These labels were automatically added by AI and may be inaccurate. For details, see About Literature Database.
Abstract
Recent studies have shown that deep neural networks (DNNs) are vulnerable to
adversarial attacks, including evasion and backdoor (poisoning) attacks. On the
defense side, there have been intensive efforts on improving both empirical and
provable robustness against evasion attacks; however, the provable robustness
against backdoor attacks still remains largely unexplored. In this paper, we
focus on certifying the machine learning model robustness against general
threat models, especially backdoor attacks. We first provide a unified
framework via randomized smoothing techniques and show how it can be
instantiated to certify the robustness against both evasion and backdoor
attacks. We then propose the first robust training process, RAB, to smooth the
trained model and certify its robustness against backdoor attacks. We prove the
robustness bound for machine learning models trained with RAB and prove that
our robustness bound is tight. In addition, we theoretically show that it is
possible to train the robust smoothed models efficiently for simple models such
as K-nearest neighbor classifiers, and we propose an exact smooth-training
algorithm that eliminates the need to sample from a noise distribution for such
models.
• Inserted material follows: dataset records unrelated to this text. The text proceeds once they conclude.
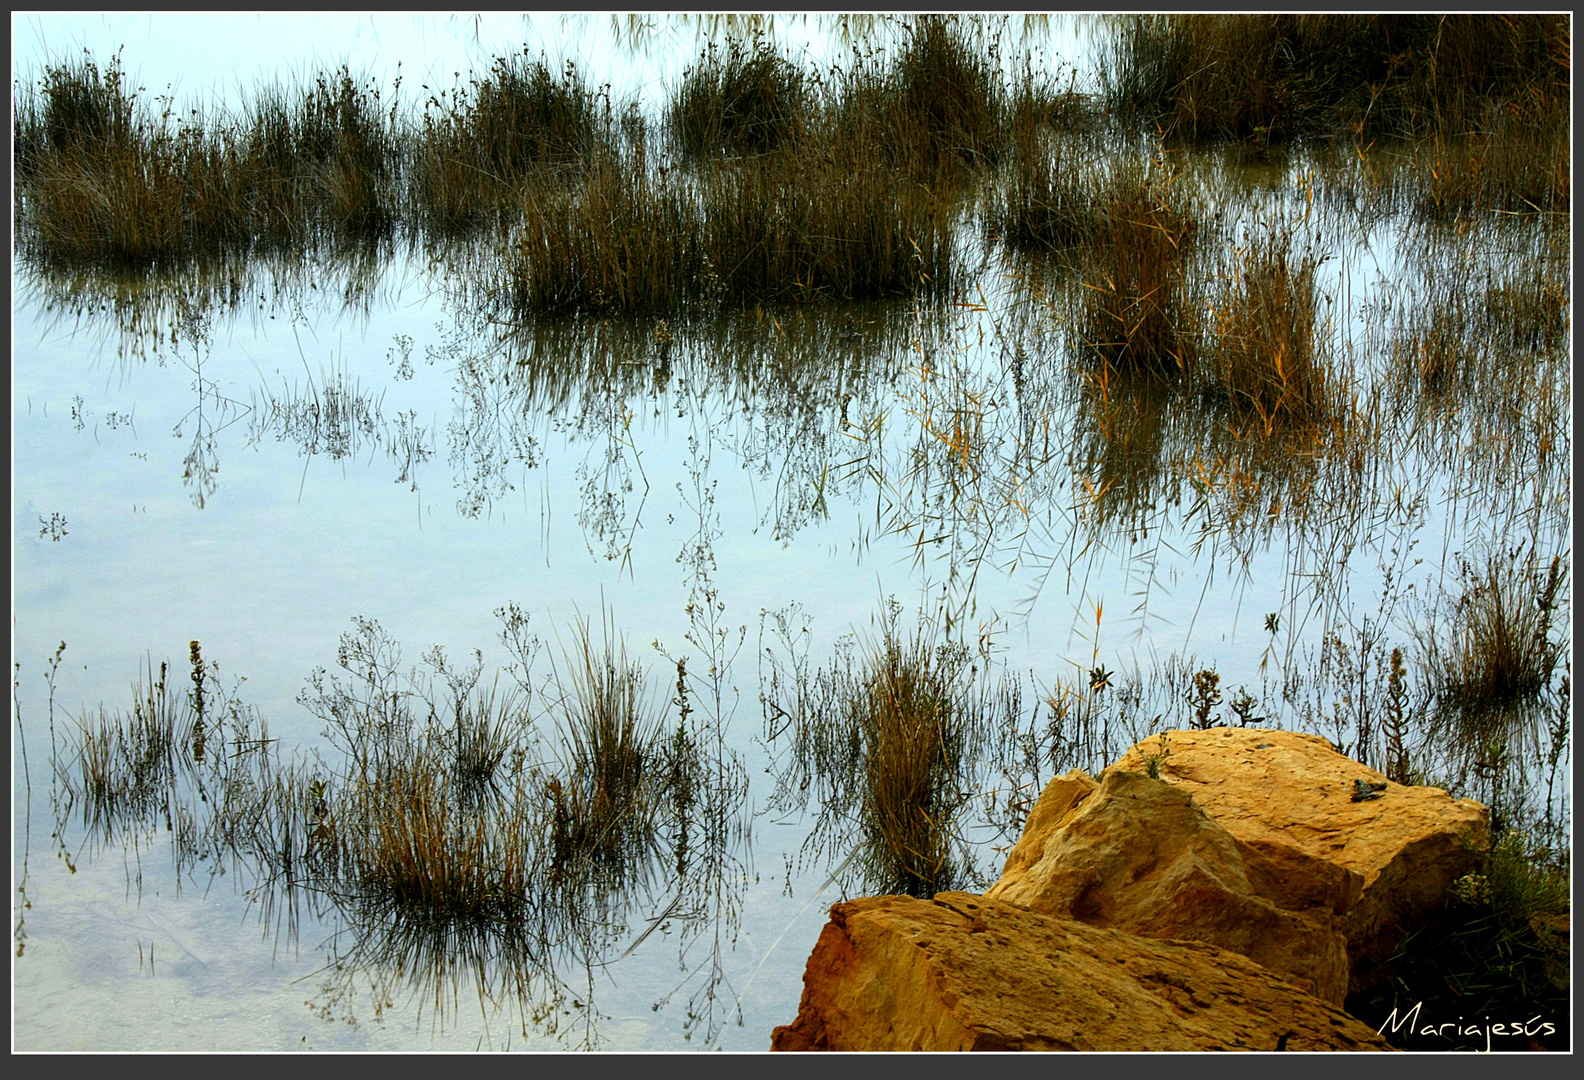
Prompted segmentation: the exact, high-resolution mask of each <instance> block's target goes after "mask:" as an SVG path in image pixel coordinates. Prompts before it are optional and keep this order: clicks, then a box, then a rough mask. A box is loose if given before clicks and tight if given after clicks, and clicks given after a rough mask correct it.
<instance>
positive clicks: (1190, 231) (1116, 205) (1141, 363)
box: [1079, 163, 1198, 378]
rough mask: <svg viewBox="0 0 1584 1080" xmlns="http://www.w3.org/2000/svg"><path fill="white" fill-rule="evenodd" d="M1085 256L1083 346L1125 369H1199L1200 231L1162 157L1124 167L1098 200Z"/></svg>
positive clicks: (1114, 172)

Empirically, we conduct comprehensive experiments for different machine
learning (ML) models such as DNNs, support vector machines, and K-NN models on
MNIST, CIFAR-10, and ImageNette datasets and provide the first benchmark for
certified robustness against backdoor attacks. In addition, we evaluate K-NN
models on a spambase tabular dataset to demonstrate the advantages of the
proposed exact algorithm. Both the theoretic analysis and the comprehensive
evaluation on diverse ML models and datasets shed light on further robust
learning strategies against general training time attacks.